Insistiendo en los aspectos e influencias de carácter psicológico y literario, se ha hecho notar que lo peligroso de los malos “films” o películas es difícil de contrarrestar, debido a la esencia misma del cine, con su incomparable poder de sugestión. Un libro podrá leerse con más o menos apasionamiento, pero siempre habrá tiempo sobrado para discutir, criticar o interrumpir la lectura; una obra teatral, que se ve con mayor o menor atención, da ocasión y tiempo en sus entreactos para meditar, reflexionar detenidamente, ponerse de nuevo en contacto con la realidad circundante, cambiar impresiones e incluso adoptar una opinión y un criterio. Por el contrario, la película se desarrolla con una rapidez que no deja ocasión ni lugar para la reflexión, se apodera en todo momento de la mirada, atrae y fascina, y esta sugestión se encuentra aumentada por la música que la acompaña.
Otra de las circunstancias singulares que presenta el cine es su poder de asimilación con la novela.
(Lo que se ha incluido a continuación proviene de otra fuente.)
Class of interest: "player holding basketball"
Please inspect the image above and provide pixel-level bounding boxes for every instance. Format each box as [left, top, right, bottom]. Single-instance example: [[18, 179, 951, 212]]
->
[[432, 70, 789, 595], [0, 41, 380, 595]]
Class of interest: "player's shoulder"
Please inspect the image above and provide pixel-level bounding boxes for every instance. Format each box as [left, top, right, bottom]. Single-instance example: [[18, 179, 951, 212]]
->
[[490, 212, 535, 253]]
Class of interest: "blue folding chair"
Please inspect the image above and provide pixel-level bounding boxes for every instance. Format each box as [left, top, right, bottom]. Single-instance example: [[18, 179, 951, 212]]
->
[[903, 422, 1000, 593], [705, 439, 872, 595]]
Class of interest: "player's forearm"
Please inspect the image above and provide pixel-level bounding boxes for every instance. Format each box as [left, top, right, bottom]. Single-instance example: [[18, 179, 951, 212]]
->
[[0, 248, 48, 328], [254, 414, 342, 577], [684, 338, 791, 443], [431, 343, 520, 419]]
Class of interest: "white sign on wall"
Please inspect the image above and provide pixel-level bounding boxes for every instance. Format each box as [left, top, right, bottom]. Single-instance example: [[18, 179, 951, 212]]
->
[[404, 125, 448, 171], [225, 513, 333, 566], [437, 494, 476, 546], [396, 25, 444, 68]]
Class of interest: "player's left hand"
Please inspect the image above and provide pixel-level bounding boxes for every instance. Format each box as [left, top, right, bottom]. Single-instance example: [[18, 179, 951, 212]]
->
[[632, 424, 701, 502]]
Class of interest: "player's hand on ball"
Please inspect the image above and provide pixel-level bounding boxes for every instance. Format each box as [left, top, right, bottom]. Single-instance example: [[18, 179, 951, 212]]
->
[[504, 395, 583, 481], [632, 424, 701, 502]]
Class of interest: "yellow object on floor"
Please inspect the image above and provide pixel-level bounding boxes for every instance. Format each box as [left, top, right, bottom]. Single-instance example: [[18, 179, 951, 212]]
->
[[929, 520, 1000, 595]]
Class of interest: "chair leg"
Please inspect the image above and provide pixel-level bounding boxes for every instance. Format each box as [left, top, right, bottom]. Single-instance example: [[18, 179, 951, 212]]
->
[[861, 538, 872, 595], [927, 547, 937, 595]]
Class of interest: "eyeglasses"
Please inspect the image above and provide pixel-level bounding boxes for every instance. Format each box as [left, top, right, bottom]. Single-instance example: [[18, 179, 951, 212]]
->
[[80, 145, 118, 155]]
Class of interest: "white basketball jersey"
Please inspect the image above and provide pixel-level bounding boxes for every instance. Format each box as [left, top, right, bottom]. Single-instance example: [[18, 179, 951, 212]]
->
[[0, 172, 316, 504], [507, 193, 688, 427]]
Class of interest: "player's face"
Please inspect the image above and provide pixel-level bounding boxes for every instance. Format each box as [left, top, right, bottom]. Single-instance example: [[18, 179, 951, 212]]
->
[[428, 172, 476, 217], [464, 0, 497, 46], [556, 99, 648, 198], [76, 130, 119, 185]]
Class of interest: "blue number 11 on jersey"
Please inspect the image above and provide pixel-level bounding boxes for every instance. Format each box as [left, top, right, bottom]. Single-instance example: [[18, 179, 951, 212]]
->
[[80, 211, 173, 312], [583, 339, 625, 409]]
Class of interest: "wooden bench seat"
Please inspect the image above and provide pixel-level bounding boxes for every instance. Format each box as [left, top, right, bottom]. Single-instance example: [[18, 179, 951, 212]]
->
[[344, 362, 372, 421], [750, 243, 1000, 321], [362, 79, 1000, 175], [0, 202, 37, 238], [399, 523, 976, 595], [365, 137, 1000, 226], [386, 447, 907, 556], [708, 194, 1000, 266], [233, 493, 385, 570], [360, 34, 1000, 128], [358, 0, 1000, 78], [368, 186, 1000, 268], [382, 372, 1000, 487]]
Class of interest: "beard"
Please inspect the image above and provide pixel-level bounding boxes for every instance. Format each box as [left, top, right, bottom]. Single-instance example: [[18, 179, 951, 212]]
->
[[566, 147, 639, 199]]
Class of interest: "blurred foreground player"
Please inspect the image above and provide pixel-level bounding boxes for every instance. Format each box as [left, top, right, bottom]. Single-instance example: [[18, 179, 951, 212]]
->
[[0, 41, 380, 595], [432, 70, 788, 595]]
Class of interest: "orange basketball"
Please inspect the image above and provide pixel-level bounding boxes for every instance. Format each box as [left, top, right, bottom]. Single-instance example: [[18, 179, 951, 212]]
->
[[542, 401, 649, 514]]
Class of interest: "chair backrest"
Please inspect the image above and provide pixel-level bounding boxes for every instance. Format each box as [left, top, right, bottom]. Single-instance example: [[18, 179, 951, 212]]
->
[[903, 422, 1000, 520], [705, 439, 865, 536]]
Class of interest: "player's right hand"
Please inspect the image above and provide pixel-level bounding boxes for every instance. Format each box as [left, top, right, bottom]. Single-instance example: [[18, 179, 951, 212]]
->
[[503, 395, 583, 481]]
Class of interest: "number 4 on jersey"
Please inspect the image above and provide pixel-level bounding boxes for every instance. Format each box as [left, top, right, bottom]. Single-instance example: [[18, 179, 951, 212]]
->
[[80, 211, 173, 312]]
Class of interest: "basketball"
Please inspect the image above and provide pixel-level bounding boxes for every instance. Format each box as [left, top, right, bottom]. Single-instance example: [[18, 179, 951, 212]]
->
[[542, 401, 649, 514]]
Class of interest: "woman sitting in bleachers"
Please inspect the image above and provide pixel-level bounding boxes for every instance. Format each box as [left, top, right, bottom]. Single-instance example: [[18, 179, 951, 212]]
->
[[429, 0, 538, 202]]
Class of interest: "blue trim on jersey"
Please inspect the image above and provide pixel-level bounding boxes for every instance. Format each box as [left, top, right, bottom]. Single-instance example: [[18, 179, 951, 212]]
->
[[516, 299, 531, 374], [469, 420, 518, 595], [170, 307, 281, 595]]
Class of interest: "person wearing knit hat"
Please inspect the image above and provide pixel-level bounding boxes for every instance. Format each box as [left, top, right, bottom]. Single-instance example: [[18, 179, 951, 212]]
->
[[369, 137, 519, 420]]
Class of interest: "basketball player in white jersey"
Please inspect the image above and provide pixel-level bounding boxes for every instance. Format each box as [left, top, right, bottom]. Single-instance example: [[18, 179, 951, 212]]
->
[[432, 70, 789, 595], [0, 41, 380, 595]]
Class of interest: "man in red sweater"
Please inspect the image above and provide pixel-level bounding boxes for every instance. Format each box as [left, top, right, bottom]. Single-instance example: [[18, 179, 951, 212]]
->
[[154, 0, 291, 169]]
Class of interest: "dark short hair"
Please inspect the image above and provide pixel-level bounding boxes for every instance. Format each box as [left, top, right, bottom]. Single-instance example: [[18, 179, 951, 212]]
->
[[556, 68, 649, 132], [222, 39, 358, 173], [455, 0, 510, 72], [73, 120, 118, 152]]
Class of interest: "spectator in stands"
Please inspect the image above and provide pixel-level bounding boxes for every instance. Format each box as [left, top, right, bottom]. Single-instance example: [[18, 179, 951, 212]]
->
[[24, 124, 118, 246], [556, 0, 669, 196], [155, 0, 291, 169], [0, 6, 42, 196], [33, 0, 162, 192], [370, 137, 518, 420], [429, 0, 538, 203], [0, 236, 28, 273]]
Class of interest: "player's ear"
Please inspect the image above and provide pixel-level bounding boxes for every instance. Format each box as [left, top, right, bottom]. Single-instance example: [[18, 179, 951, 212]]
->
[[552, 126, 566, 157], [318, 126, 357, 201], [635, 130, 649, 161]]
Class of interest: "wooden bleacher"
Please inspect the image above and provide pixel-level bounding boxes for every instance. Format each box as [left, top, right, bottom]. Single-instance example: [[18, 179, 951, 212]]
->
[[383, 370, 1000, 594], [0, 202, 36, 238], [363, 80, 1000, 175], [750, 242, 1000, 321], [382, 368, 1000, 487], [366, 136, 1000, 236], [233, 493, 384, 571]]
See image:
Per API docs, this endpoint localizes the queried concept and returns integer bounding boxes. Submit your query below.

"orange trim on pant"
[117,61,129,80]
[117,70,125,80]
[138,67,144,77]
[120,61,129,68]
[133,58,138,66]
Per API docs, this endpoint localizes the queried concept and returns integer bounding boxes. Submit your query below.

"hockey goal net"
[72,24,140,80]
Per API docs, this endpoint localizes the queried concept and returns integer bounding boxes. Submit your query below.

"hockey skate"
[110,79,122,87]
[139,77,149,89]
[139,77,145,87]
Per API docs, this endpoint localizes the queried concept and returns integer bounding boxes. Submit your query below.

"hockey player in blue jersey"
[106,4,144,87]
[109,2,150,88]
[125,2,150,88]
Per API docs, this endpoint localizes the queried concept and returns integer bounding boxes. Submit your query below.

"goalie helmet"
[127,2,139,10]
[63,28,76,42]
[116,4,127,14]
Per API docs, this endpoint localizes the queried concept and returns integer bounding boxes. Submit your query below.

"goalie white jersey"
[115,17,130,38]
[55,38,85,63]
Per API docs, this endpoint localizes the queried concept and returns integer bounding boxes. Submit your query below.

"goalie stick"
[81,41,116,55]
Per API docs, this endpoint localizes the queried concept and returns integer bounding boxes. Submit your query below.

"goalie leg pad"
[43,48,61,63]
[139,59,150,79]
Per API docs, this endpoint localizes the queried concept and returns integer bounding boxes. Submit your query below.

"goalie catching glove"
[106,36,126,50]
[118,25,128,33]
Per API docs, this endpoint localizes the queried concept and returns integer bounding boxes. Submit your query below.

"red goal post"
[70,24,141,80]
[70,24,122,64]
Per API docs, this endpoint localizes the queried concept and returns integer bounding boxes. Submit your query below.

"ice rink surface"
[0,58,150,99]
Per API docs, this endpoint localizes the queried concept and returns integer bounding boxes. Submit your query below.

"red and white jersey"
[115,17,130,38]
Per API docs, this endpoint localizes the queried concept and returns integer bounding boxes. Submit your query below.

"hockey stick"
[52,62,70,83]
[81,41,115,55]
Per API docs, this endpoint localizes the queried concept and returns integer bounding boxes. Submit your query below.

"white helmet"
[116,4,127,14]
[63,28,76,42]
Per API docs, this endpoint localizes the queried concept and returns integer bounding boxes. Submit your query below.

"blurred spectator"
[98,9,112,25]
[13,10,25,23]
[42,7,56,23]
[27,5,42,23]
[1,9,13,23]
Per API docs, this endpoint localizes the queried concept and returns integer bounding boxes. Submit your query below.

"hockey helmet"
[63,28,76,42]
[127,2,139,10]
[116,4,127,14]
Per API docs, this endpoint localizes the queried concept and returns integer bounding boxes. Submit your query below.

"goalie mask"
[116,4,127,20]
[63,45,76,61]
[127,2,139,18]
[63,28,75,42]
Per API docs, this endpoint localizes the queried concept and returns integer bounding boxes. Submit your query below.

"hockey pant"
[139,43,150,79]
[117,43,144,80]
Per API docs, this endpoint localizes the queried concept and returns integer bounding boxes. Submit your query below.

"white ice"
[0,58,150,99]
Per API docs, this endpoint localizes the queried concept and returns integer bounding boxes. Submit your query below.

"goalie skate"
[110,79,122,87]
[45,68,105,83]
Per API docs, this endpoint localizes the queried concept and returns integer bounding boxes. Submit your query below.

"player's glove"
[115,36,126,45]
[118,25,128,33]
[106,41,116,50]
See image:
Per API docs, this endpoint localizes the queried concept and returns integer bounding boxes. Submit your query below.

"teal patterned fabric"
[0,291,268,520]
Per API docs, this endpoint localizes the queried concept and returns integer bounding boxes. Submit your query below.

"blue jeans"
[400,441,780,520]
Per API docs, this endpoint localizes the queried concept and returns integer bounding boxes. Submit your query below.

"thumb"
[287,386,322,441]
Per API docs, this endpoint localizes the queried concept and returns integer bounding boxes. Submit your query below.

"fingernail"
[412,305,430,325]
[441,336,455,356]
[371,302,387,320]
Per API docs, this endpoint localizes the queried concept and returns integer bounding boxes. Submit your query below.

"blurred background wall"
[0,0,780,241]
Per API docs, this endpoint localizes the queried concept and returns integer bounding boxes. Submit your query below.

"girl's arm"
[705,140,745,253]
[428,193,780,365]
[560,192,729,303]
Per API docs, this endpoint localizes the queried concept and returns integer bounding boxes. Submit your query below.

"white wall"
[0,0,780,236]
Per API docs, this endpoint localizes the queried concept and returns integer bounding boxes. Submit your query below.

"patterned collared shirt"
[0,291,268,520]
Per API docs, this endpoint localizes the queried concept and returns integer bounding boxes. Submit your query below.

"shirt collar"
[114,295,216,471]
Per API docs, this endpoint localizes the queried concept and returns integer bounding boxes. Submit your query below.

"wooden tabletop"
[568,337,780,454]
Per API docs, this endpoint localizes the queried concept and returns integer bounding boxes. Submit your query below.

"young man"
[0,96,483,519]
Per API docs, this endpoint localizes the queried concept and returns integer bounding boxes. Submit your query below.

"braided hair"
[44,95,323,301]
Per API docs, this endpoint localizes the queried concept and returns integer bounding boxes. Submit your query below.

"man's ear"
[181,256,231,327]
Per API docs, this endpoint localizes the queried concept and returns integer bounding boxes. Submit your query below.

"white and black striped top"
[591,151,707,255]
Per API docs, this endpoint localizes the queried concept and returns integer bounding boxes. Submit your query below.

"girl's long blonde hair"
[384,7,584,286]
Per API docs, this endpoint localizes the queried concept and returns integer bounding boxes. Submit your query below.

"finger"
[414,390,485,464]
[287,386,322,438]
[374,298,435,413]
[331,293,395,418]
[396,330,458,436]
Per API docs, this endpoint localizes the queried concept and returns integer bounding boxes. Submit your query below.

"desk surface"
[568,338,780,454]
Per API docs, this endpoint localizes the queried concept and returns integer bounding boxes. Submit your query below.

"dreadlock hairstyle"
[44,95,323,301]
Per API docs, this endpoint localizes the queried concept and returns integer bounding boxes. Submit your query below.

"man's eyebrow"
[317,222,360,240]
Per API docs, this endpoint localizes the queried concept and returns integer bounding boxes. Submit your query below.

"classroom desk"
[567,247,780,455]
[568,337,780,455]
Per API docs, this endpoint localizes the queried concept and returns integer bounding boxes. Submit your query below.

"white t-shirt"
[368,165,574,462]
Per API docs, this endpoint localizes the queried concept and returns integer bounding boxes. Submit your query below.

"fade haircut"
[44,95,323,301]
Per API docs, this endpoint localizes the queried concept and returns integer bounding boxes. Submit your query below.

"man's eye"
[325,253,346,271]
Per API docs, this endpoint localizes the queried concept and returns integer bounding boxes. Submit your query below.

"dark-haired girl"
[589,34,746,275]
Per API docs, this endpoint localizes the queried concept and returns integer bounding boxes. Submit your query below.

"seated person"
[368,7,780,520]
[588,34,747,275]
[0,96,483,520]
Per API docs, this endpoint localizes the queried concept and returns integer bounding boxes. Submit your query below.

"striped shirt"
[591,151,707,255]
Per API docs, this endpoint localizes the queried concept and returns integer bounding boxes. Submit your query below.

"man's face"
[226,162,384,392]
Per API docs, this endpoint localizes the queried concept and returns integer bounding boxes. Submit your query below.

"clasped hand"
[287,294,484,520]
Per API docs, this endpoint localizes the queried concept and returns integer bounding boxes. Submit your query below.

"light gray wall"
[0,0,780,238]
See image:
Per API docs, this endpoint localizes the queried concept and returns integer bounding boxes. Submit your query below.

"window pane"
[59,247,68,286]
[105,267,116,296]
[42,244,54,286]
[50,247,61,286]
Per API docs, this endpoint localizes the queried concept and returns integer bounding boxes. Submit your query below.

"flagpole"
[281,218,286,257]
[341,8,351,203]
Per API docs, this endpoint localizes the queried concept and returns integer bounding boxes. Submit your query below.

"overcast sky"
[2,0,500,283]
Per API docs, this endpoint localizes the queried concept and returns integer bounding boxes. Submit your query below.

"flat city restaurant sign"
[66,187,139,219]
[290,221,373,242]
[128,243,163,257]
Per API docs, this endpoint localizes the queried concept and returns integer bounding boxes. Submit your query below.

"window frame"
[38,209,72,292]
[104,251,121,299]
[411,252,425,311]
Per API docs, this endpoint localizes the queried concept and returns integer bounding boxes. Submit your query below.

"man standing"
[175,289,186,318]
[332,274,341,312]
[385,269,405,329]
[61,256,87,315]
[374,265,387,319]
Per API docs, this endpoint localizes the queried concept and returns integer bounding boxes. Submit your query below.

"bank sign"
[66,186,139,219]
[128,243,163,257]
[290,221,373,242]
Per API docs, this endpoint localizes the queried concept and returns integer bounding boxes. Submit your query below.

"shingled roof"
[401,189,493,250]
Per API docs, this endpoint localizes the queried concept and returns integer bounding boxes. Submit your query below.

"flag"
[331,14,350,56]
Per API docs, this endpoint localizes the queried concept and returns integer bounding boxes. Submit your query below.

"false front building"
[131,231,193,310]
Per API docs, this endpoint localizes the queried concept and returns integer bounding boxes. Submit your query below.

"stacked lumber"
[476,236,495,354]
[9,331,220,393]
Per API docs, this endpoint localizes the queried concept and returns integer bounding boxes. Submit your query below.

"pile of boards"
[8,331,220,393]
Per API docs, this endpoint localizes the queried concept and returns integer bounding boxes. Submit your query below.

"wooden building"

Dejando aparte el hecho de que todo buen guión de cine ha de proceder forzosamente de una narración de tipo novelesco, en un principio llegó a creerse firmemente que la novela acabaría por desaparecer ante la acción monopolizadora del cinematógrafo, pero ha sucedido todo lo contrario: los espectadores para quienes un “film” determinado ha resultado ser de su agrado, desean encontrar en un libro, ampliados, los episodios que más les han impresionado. Por desgracia, casi todas las novelas cinematografiadas brillan por su escaso valor literario; carecen de estilo y de originalidad, se encuentran desprovistas de emoción artística, y, en cambio, su abundancia de lugares comunes es extraordinaria. Renunciemos a la mención de escenas lascivas que, con frecuencia, forman el fundamento o el adorno principal del trivial asunto. Lo propio ha ocurrido con las novelas inspiradas en tal o cual película cinematográfica: la vulgaridad, la plebeyez y la grosería han presidido su confección, y en este sentido puede decirse que el cine ha perjudicado además muy gravemente a la buena literatura.